Merida ouviu sua mãe suspirar.

- Iduna faz tanta falta. Arianna já era distante, após perder a filha. E depois perdeu a irmã... - a mulher sussurrou, com a voz embargada de emoção. Fergus a abraçou. Merida foi até a mãe e lhe deu um beijo na mão.

- Eu também sinto falta da tia Iduna, mamãe - Merida disse. Elinor abraçou a filha.

- Merida! Tia Elinor! - uma voz animada chamou. Merida se virou, sem se soltar da mãe. Sua prima, Anna, sorria para ela. Sua irmã, Elsa, parecia triste e melancólica, como sempre. E o cuidador de ambas, um velho chamado Olaf, andava mancando atrás delas. Por fim, Arianna Corona, tia de Merida, vinha atrás. Após a morte de Iduna, Arianna aceitara cuidar das meninas. Merida sabia o quanto doía na tia a perda da irmã, principalmente porque ela já estava sensível, após sua filha de apenas alguns meses ser sequestrada.

- Anna! O que faz aqui? - Merida abraçou a prima. Depois, cumprimentou Elsa com uma reverência, sabendo da aversão da loira a abraços e outros toques.

- Elsa e eu queríamos nos despedir antes de irmos para França. - a ruiva respondeu - Praticamente não nos vimos desde... aquele evento.

Elsa engasgou. Merida sabia o quanto a loira era apegada aos pais, e que a garota se sentia muito abalada com qualquer menção a eles.

- Bem, podemos nos ver no Natal - Merida disse. Elinor concordou. Olaf riu e começou a conversar com os adultos. Elsa se aproximou dos mais velhos, sempre silenciosa. Anna suspirou.

- Mamãe sempre me dizia que Elsa tinha um carinho especial por mim - a garota falou, baixinho. Merida se virou para ela.

- É claro que ela tem! - ela disse - Vocês são irmãs, e são as últimas Arendelle vivas.

- Então por que ela é tão fria e distante? - Anna perguntou. Merida se calou, sem saber o que responder a prima. Mas o momento passou, quando Anna reparou em Maudie.

- Que coruja linda! - ela disse, fazendo um carinho no bico da ave.

- Chama-se Maudie. - Merida disse, feliz pela mudança de assunto - Em homenagem a minha babá.

Anna riu. Aos poucos, as duas se soltaram, e continuaram conversando, até o trem apitar.

***

- Minha flor? - Gothel chamou. Rapunzel se virou para a mãe. A mulher estava trajando seu traje de professora de Hogwarts.

- Sim, mamãe? - a loirinha perguntou.

- Você sabe o que fazer durante as aulas, não é? - a morena perguntou. Rapunzel assentiu.

- Não chamar atenção, ser bastante discreta e sempre, sempre, manter os cabelos presos.

Gothel sorriu. Rapunzel sabia o quanto sua mãe se preocupava com ela, provavelmente por ser sua única família. Rapunzel olhou pela Plataforma. Havia dezenas crianças, nenhuma com cabelos tão únicos como os seus.

- Mamãe?

- Sim, minha flor? - Gothel perguntou, sorrindo.

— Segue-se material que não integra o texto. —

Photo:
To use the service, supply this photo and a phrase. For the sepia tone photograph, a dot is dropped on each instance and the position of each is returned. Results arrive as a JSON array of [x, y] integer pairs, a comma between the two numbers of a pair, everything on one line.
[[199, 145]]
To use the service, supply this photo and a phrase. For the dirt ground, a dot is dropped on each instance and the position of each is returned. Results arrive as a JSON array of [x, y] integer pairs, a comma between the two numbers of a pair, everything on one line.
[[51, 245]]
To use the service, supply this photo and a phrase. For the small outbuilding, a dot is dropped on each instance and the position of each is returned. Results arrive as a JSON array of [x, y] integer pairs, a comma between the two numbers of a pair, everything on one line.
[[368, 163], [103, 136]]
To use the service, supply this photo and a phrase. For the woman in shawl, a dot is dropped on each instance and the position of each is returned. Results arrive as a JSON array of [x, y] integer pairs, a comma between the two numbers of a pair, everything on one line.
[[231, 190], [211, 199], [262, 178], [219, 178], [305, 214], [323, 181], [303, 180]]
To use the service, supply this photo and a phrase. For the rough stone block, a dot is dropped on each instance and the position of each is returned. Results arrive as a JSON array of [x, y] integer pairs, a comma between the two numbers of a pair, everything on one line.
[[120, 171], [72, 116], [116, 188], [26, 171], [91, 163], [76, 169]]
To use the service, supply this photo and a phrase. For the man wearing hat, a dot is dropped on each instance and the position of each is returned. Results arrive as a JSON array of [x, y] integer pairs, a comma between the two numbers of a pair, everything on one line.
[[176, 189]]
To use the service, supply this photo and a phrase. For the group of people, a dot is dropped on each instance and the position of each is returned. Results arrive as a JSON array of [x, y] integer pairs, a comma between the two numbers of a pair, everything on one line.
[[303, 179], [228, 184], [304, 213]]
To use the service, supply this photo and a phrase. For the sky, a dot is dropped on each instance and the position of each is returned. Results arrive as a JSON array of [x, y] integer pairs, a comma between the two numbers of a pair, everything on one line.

- Por que só eu tenho cabelos tão longos? - a loira questionou.

- Ah, Rapunzel - Gothel sussurrou - Seus cabelos são mágicos, não podem ser cortados. Já te expliquei.

- Eu sei, mas... Ninguém mais tem esse poder?

- Já te disse, você é a minha flor especial - Gothel respondeu - Você é única. Eu te amo tanto, minha flor...

- Eu te amo mais - Rapunzel respondeu, abraçando a mãe.

- Eu te amo muito mais - Gothel disse. Rapunzel percebeu olhares em si. Quando olhou em volta, percebeu um garoto, de cabelos castanhos, encarando-a. Os olhos dele eram verdes como os seus.

- Mamãe, aquele menino está me olhando - Rapunzel sussurrou.

- Vamos andando, Rapunzel - Gothel disse. A loira pegou a mão de sua mãe. Puxando a mala, que continha a gaiola de seu camaleão de estimação, Pascal, ela seguiu em direção ao trem.